I was awoken at 3:30am Monday morning. My friend was on my mind so I prayed. I send her a message and You-tube link to the Oceans song. Unable to sleep I was stirred to keep praying. I was still awake praying when my 6:00am alarm sounded. I listened to the song Oceans over and over on my morning run. When I stopped to readjust my ponytail I looked at my phone. At 6:51 my friend sent a message their daughter had been born as soon as she arrived at their vacation destination. I fell to the grass and cried. Later that morning she updated her Facebook status:
“Can’t think of a better place to mend a broken heart than at the beach. As we arrived yesterday afternoon we headed straight to the hospital to deliver our baby girl into the arms of our Lord and Savior. We are doing well and this was expected, just didn’t know it would happen this soon…”
Later Monday morning, I phoned a prayer warrior and asked her to pray for me. I shared about my struggle over my friend’s circumstance and Psalms 139. She quoted Matthew 11:6 to me and lovingly reminded me to not be offended by God.
“Blessed is anyone who does not stumble on account of me.”- Jesus
Matthew 11:6 NIV
“If anyone is not offended by me, then they are blessed.” -Jesus
Matthew 11:6 HCSB
“Blessed is the person who does not get uptight about the way I do my business!”
Matthew 11:6 paraphrase
I opened the book to page 651 and reread the familiar words this time not stopping.
“Search me, O God, and know my heart; test me and know my anxious thoughts.” Psalms 139: 23
This time I turned the page to read:
“See if there is any offensive way in me, and lead me in the way everlasting. ” Psalms 139:24
The problem was me not God. The offense was mine. How dare I be uptight by the way God does his business. I wrote in my prayer journal:
“Lord, I realized I’ve been stuck on a page of my friend’s life and in my heart. I’ve been offended by Psalms 139 because of my own selfishness. Lord, you good and your plans are good!
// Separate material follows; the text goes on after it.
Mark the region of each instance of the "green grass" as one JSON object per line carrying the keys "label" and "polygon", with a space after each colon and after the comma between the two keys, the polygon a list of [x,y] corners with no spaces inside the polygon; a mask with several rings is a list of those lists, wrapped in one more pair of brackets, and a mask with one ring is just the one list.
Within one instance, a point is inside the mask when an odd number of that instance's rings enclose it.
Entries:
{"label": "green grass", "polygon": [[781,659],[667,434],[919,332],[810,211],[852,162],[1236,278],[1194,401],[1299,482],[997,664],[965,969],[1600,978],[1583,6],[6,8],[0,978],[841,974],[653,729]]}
Forgive me for wanting to question you. You owe me nothing! Forgive me for thinking you owe me anything. Forgive me for being stuck on a page and lead me in the way of everlasting.”
“God’ s already written the story of your life in His book–
don’t get stuck on a page!
Psalms 139:16 paraphrased
“May you and I be mutually encouraged by each other’s faith.” Romans 1:12
P.S. These texts and messages were used with permission.